Abstract

The catalytic oxidation of organic pollutants presents a promising approach for enhancing wastewater treatment efficiency, particularly in decentralized facilities where space, energy, and operational constraints limit conventional processes. This study develops a comprehensive chemical engineering model tailored to optimize catalytic oxidation mechanisms under decentralized conditions. The model integrates mass transfer, reaction kinetics, and catalyst surface dynamics to predict pollutant degradation rates in real-time. By accounting for variations in flow regime, pH, temperature, and contaminant concentration, the model offers a flexible and scalable solution adaptable to diverse wastewater streams including phenolics, pharmaceuticals, and endocrine-disrupting compounds. Transition metal-based catalysts such as iron, manganese, and copper oxides are evaluated within heterogeneous and homogeneous frameworks to understand their performance under low-pressure and ambient temperature conditions. The model incorporates Langmuir-Hinshelwood and Eley-Rideal kinetics to simulate surface-adsorbed species interactions and pollutant transformation pathways, providing detailed mechanistic insights. Furthermore, the incorporation of advanced oxidants such as ozone and hydrogen peroxide into the catalytic system is examined, with emphasis on their synergistic effects and generation of hydroxyl radicals. The decentralized context is addressed through compact reactor design, low-energy requirements, and the use of immobilized catalysts to ensure longevity and minimal maintenance. Model validation is performed using laboratory-scale data from synthetic wastewater matrices, demonstrating high correlation between predicted and observed degradation rates. Sensitivity analysis reveals key operational levers including catalyst dosage, residence time, and oxidant concentration that significantly influence system performance.
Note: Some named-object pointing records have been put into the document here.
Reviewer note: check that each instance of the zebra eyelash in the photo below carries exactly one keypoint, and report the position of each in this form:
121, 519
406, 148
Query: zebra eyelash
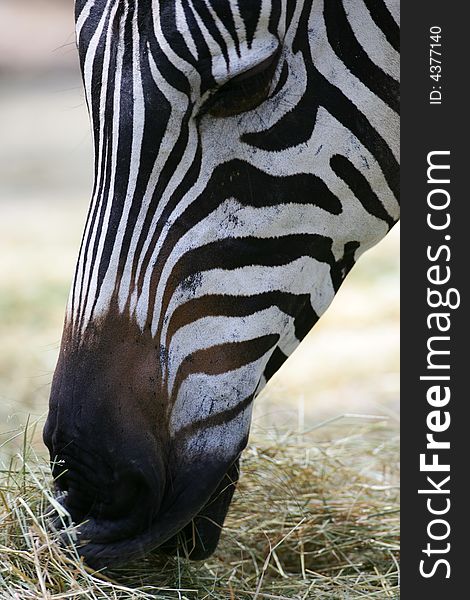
244, 92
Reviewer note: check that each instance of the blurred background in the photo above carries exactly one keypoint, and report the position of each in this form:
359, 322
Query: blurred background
347, 364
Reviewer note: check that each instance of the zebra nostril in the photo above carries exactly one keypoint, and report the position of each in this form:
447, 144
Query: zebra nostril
128, 491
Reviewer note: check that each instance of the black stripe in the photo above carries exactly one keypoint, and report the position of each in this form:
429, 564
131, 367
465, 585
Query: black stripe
348, 49
360, 187
223, 358
277, 359
233, 306
384, 21
233, 253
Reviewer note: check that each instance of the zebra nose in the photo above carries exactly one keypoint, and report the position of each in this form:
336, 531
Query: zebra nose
128, 494
129, 499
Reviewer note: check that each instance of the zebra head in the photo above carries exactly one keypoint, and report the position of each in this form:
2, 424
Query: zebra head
245, 156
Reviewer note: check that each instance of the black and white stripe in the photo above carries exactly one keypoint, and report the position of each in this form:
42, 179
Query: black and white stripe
227, 237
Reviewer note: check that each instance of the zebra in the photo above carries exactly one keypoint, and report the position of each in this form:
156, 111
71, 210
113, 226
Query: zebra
246, 154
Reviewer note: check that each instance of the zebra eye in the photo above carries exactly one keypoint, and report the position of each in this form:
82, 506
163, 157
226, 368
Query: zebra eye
242, 93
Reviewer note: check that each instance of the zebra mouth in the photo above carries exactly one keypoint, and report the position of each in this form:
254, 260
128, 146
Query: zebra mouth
187, 525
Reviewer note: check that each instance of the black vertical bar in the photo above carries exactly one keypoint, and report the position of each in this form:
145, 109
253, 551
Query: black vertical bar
435, 118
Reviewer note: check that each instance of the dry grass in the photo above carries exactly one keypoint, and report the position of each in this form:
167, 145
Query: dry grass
311, 519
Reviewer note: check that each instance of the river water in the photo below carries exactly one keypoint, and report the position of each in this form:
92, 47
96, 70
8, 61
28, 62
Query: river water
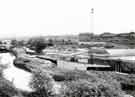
18, 77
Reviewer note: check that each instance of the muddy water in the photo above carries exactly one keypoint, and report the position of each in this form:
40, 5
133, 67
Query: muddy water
18, 77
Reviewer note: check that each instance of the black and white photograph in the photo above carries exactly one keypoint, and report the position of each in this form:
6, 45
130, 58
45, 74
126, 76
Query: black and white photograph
67, 48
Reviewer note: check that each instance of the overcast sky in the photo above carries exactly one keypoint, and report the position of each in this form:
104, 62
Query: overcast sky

This model serves as a valuable tool for engineers and decision-makers in designing catalytic systems that balance cost, efficiency, and environmental impact. By bridging reaction engineering principles with real-world wastewater treatment needs, it offers a strategic framework for expanding access to high-efficiency pollutant removal technologies in rural and peri-urban settings. Ongoing work aims to extend the model’s applicability through integration with AI-based controllers and real-time water quality sensors for autonomous system optimization.